In the most audacious effort yet to impose environmental, social, and governance (ESG) standards throughout the U.S. economy, Biden administration appointees to the SEC have proposed a new federal rule, “The Enhancement and Standardization of Climate-Related Disclosures for Investors.” The proposal would require publicly traded companies to report on what it calls “Scope 3 emissions,” which are the result of activities from companies not owned or controlled by a publicly traded company but contribute to its value chain. This makes them fair game for the SEC’s climate disclosure rule, because they are embedded in public companies’ supply chain—even though they— farmers, ranchers, and small businesses—are not regulated by the SEC.

“While farmers and ranchers would not be required to report directly to the SEC, they supply almost every raw product that goes into the food supply chain,” the Western Ag Reporter recently pointed out.

Being Part of the Targeted Supply Chain

Farmers and ranchers may not have to report directly to the SEC, but they could find themselves forced to disclose their “climate emissions” to companies that are regulated by the SEC. This disturbing possibility is not lost on the American Farm Bureau’s Duvall.

“American families rely on farmers to put food on their table every day, and farmers are increasingly being asked to answer the growing call for nutrition from families around the globe. Higher costs, liabilities, and privacy issues will all create obstacles to reaching those goals,” Duvall said in a statement.

Small family farms simply do not have the resources to comply with the enormous paperwork burdens the proposed regulation would thrust upon them. Farmer Brown would have to disclose his farm’s greenhouse-gas emissions—carbon dioxide, methane, whatever—to grain suppliers or manufacturers of farm equipment that are regulated by the SEC. Such emissions are almost impossible to measure, requiring farmer Brown to engage in no small amount of guesswork. But if SEC bureaucrats determine that the emissions disclosures are inaccurate, farmer Brown could find himself the target of a federal investigation.

The SEC’s climate-disclosure proposal comes at a time when farmers are coping with an acute shortage of fertilizer.
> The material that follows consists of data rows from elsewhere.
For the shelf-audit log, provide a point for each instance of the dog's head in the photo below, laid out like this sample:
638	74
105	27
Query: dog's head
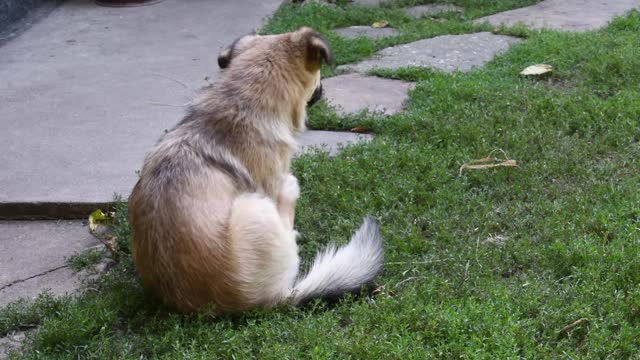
300	53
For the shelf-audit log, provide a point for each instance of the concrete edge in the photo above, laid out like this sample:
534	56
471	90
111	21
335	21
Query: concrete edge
21	16
50	210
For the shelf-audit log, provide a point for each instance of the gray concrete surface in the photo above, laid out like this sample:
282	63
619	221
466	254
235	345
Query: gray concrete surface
329	141
430	9
87	90
353	32
569	15
354	92
446	53
33	257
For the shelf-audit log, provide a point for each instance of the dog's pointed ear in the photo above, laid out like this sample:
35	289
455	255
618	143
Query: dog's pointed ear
317	49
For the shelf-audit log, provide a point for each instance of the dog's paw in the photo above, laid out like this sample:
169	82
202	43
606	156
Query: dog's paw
290	189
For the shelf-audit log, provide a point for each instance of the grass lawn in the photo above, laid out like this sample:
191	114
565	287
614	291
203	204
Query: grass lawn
538	261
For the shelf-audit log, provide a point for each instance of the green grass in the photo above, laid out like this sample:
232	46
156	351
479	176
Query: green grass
569	217
86	259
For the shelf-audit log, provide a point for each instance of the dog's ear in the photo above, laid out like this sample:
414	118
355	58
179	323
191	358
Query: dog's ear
317	49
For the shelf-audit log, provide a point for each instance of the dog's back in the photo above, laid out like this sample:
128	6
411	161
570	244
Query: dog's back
212	213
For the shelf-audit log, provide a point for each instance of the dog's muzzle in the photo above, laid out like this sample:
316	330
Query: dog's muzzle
317	95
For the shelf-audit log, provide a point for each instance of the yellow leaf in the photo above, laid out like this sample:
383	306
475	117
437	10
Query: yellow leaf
379	24
95	218
537	69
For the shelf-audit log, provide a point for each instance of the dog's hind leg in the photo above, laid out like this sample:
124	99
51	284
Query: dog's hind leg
265	250
287	197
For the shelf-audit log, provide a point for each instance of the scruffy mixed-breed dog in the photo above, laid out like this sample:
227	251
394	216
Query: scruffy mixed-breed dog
213	211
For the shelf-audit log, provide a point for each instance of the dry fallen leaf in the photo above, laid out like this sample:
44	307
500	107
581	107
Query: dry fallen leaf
538	69
488	162
379	24
111	244
359	130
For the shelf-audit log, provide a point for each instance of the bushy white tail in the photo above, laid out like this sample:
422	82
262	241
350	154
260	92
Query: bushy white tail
337	271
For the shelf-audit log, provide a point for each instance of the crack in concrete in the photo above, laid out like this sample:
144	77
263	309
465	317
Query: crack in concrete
33	277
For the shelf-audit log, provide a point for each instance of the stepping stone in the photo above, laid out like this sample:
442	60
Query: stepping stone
569	15
353	32
368	2
12	342
354	92
330	141
430	9
447	53
32	257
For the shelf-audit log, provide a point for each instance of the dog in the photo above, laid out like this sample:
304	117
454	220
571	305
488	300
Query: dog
212	214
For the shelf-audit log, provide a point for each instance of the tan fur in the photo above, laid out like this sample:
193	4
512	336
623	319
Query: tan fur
212	213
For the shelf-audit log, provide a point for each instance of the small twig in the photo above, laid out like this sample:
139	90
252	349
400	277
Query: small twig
418	262
408	279
488	162
565	330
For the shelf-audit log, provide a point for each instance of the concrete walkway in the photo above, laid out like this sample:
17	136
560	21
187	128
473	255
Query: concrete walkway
566	15
86	91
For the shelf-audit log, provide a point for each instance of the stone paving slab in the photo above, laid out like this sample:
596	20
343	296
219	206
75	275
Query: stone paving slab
353	32
33	257
354	92
447	53
11	343
80	91
430	9
569	15
329	141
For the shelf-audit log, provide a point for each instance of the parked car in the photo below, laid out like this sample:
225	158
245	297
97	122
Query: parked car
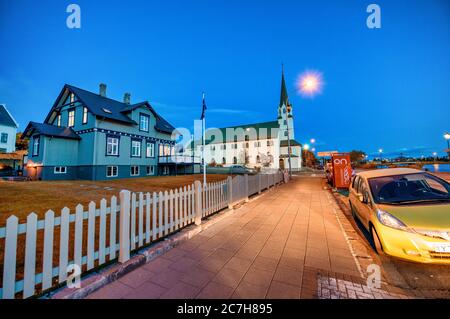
240	169
406	211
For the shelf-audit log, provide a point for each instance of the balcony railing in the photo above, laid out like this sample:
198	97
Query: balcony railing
179	159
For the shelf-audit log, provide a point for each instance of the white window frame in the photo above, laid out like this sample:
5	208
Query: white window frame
85	115
114	142
150	170
134	148
112	171
36	145
71	119
136	173
144	125
150	151
60	170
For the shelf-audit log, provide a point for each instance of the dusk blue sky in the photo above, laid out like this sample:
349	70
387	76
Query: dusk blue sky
387	87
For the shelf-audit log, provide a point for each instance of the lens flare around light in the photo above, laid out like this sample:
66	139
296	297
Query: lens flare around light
309	83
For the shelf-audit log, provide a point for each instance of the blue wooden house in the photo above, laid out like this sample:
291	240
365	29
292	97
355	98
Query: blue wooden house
90	136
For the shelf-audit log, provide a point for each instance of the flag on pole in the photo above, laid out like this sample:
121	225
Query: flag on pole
203	108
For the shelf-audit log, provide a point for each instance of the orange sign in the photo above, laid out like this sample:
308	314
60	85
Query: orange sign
342	170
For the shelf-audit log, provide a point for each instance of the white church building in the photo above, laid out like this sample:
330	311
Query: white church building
257	145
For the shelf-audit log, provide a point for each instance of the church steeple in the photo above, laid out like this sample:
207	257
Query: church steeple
284	99
285	118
Fertilizer is derived from natural gas, the production and distribution of which is being suppressed by the Biden administration’s climate policies. Skyrocketing fertilizer prices are contributing to rising food prices in supermarkets around the country. The same people who brought you the highest inflation rate in 40 years are now proposing an SEC regulation that will lead to more inflation.
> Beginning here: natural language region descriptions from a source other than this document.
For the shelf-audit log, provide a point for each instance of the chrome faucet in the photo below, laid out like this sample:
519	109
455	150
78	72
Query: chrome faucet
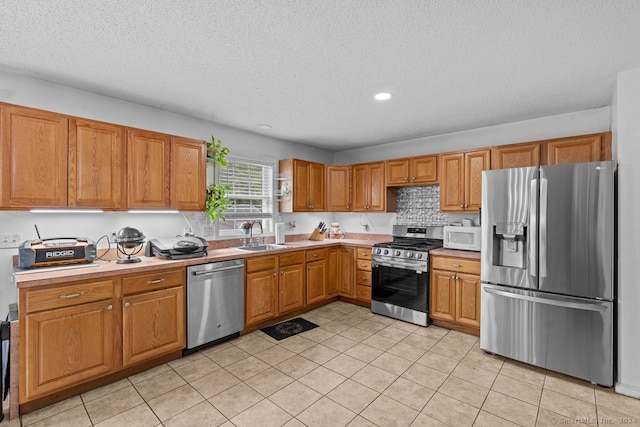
251	232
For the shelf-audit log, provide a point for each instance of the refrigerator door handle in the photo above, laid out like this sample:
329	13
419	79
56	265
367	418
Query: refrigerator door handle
543	227
533	220
569	303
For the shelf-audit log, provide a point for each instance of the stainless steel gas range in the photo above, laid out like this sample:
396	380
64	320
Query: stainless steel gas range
400	273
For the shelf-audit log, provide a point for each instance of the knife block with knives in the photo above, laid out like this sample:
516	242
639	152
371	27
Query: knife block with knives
318	233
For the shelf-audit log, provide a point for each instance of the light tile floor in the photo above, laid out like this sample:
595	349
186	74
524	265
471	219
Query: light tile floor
356	369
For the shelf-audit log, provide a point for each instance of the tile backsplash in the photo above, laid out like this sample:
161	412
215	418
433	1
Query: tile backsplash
420	206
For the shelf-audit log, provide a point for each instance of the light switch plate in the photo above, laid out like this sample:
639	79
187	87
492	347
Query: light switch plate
10	240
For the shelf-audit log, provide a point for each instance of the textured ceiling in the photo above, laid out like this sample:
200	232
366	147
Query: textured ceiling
310	68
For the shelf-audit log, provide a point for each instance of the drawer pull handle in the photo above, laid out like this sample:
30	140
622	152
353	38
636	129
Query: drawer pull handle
79	294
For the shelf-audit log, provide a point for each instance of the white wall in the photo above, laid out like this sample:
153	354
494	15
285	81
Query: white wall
578	123
626	143
21	90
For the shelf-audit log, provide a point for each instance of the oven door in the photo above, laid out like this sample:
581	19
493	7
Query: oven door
401	286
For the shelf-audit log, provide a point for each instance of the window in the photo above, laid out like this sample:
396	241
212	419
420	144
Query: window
251	196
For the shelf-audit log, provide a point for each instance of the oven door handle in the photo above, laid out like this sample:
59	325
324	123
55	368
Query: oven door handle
417	268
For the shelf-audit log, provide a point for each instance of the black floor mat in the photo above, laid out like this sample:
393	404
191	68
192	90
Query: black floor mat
288	328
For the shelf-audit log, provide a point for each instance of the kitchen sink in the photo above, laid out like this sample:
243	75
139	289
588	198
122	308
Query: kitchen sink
262	248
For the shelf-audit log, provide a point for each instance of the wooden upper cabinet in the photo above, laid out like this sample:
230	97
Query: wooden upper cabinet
96	164
424	170
397	172
585	148
338	188
33	151
308	194
461	179
188	174
414	170
515	156
369	191
148	169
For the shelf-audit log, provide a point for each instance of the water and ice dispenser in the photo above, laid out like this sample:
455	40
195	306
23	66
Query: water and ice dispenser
510	244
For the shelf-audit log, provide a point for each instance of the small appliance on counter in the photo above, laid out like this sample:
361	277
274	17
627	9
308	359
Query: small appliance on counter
179	247
56	251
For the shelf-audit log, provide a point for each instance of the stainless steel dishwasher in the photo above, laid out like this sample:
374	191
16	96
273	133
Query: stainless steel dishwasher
215	302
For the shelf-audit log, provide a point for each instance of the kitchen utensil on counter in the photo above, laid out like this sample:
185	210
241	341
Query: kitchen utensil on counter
131	239
280	233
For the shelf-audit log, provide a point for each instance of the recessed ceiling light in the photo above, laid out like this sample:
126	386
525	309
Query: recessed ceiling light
382	96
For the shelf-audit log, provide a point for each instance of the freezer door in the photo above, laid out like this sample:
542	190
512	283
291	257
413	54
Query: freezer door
576	229
509	227
573	336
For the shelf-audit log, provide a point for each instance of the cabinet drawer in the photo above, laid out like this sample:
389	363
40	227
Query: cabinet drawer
65	296
293	258
363	278
363	293
456	264
259	264
317	254
363	265
148	282
363	253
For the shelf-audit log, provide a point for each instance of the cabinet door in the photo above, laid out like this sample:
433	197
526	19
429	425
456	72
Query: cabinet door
316	187
148	169
586	148
360	188
33	152
334	272
261	293
316	281
397	172
96	164
443	295
65	347
377	189
515	156
452	182
153	324
424	170
338	188
300	186
346	282
188	174
468	299
475	163
291	288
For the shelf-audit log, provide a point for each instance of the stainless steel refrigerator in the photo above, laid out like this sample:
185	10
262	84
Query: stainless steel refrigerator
547	267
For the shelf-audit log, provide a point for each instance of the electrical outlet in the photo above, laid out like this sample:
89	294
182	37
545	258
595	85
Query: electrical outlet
10	240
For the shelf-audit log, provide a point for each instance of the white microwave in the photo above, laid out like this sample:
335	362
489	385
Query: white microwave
466	238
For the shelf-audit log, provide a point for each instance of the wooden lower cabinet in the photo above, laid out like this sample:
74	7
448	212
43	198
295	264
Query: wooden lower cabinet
317	279
66	346
363	274
291	284
153	324
261	292
455	293
85	330
274	285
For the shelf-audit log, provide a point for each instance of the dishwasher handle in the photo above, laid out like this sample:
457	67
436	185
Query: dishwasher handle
208	272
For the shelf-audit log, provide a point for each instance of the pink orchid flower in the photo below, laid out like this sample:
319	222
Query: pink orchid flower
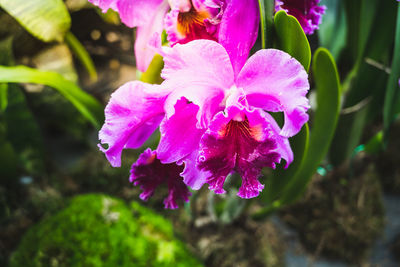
213	118
233	23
Weaponizing the Financial Sector

The ESG madness—enthusiastically backed by the likes of investment firms BlackRock, State Street, and Vanguard—is a concerted effort to weaponize the financial sector to destroy certain industries—fossil fuels —to the benefit of others—renewable energy and electric vehicles, in which Wall Street is heavily invested. Leaving no stone unturned, Biden’s climate envoy, John Kerry, who has no expertise on the climate, is reported to be pressuring banks to refuse to make loans to US oil and gas companies, crippling their ability to raise production.
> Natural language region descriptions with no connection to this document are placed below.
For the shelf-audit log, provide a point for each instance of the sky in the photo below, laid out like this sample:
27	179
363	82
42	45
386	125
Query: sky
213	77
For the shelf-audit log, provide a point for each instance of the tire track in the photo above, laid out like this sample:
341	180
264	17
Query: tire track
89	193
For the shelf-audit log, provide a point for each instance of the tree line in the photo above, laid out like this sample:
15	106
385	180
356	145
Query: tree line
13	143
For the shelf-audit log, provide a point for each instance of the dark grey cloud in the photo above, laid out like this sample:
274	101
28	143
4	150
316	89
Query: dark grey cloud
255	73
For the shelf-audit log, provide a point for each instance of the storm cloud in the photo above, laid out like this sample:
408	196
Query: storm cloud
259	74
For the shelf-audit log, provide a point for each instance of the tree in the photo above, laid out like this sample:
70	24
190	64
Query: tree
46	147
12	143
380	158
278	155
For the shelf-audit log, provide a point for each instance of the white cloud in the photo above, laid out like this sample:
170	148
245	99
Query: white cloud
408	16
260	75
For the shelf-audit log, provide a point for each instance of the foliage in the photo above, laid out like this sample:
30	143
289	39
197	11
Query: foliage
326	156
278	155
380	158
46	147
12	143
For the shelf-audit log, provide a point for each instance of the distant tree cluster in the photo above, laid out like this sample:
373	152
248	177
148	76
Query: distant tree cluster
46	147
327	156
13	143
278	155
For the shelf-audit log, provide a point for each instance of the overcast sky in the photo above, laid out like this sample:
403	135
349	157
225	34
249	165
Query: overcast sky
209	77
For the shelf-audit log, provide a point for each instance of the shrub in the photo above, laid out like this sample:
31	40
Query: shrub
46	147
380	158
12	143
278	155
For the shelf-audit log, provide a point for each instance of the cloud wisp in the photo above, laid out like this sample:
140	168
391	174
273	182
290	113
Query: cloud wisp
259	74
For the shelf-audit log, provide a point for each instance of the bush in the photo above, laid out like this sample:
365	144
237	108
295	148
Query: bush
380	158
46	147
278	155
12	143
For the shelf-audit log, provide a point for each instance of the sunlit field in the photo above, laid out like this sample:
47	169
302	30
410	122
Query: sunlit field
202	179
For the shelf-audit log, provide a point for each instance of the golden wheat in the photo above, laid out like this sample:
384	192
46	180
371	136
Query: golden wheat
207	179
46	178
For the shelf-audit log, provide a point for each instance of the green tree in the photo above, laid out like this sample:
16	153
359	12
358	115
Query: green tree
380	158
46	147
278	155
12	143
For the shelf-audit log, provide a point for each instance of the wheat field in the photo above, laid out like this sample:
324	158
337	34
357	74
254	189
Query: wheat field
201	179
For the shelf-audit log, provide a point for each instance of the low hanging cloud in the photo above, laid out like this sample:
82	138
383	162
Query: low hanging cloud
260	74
Inflation will be with us for some time, and this summer will see its share of power outages, as the electric grid struggles to absorb more intermittent wind and solar energy. And down the road? Look for a giant green energy bubble to grace us with its presence. There is practically no infrastructure for the millions of EVs we are assured will be on the road in a few years. And the prices for the materials that go into EV batteries—lithium, cobalt, copper, etc.—are going through the roof, as are the prices for some of the same materials that go into wind turbines and solar panels along with their backup batteries. You’ll see all this in the price of electricity, food, gasoline, and many other items.

Not to worry, though. The crowd that brought you the baby formula shortage is on top of it.